Recipe without photos . . . Chiffon Pecan Pie Cake

For the Cake:

6 large eggs

3/4 teaspoon cream of tartar

1 cup granulated sugar

3/4 cup packed light brown sugar

1/3 cup vegetable oil

1 tablespoon pure vanilla extract

1/3 cup milk

1 1/2 cups cake flour

3/4 cup pecans, finely ground

1 1/4 teaspoons baking powder

1/2 teaspoon salt

For the Glaze:

1 1/4 sticks (10 tablespoons) unsalted butter

1 cup pecans, finely chopped (I left mine a halves)

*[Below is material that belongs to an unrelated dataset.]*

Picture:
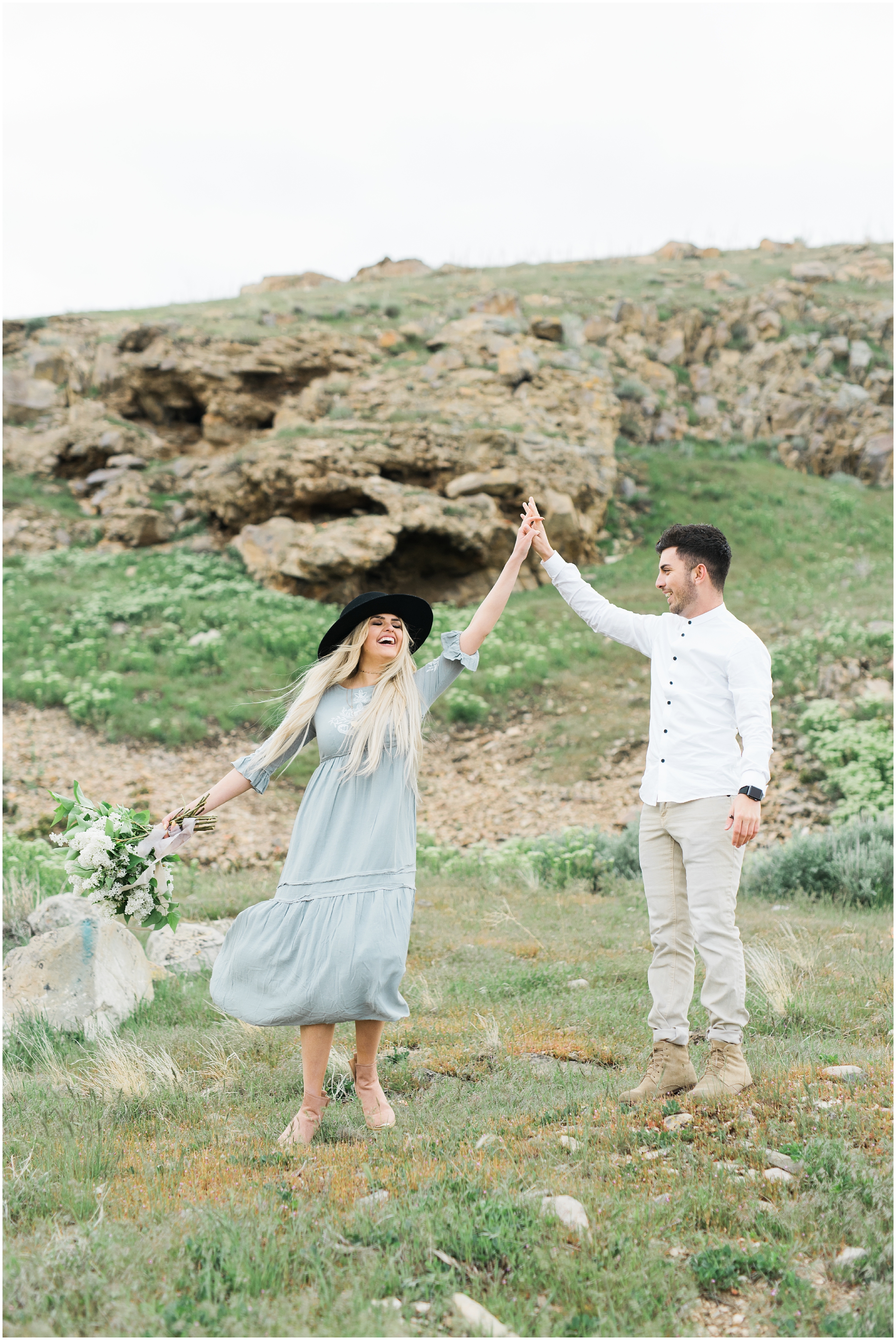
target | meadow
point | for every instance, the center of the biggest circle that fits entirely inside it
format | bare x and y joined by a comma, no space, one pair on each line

2/3 cup packed light brown sugar

2/3 cup heavy cream

1/3 cup dark corn syrup

1/2 teaspoon salt

  1. Position a rack in the lower third of the oven and preheat to 325˚ F. Separate the eggs; put the whites in one large bowl and the yolks in another. Let stand at room temperature to warm up while you assemble all the other ingredients, about 30 minutes. (Be prepared to make the cake batter without stopping so the eggs don’t deflate.)
  2. Add the cream of tartar to the egg whites and beat with a mixer on medium speed until thickened and starting to turn white, 1 to 2 minutes. Gradually beat in 1/2 cup granulated sugar, then increase the speed to medium high and beat until the egg whites are glossy, thick and hold stiff peaks but are not dry, about 5 more minutes. Set aside while making the rest of the batter (don’t do this ahead of time or the egg whites will deflate). 
  3. Add the remaining 1/2 cup granulated sugar to the egg yolks along with the brown sugar. Beat with the mixer (no need to wash the beaters) until smooth and lightened in color, about 2 minutes. Beat in the vegetable oil and vanilla until smooth and thick, then beat in the milk (the batter will be thin). Add the flour, ground pecans, baking powder and salt and beat on low speed until thoroughly combined.
  4. Add about one-third of the beaten egg whites to the batter and fold in with a rubber spatula until combined. Add the remaining egg whites and continue to fold until no white streaks remain. Pour into an ungreased 10-inch tube pan or angel food cake pan and run the spatula around the center of the batter to create a line where excess air can escape as the cake rises.
  5. Bake the cake until the top is golden and springs back when touched and a long skewer inserted into the center comes out clean, about 1 hour. Remove from the oven and immediately turn the cake upside down over the slim neck of a bottle (if your pan has feet, use those instead). Let cool completely. Use a thin spatula to loosen the cake around the sides and middle of the pan. Turn out onto a platter.
  6. Make the glaze: Melt the butter in a medium saucepan over medium heat. Add the pecans and cook, stirring, until lightly toasted, 2 to 3 minutes. Add the brown sugar, heavy cream, corn syrup and salt and carefully stir to combine. Continue to cook, stirring, until the sauce thickens slightly and starts to pull away from the sides of the pan when stirring, about 5 minutes. Set aside to cool and thicken, stirring occasionally, about 20 minutes.
  7. When the glaze has thickened but is still pourable, spoon it over the cake, letting it drip down the sides. As the glaze cools, use the spoon or spatula to spread some of the pecans that fell down onto the top and sides. Let stand, at least 30 minutes.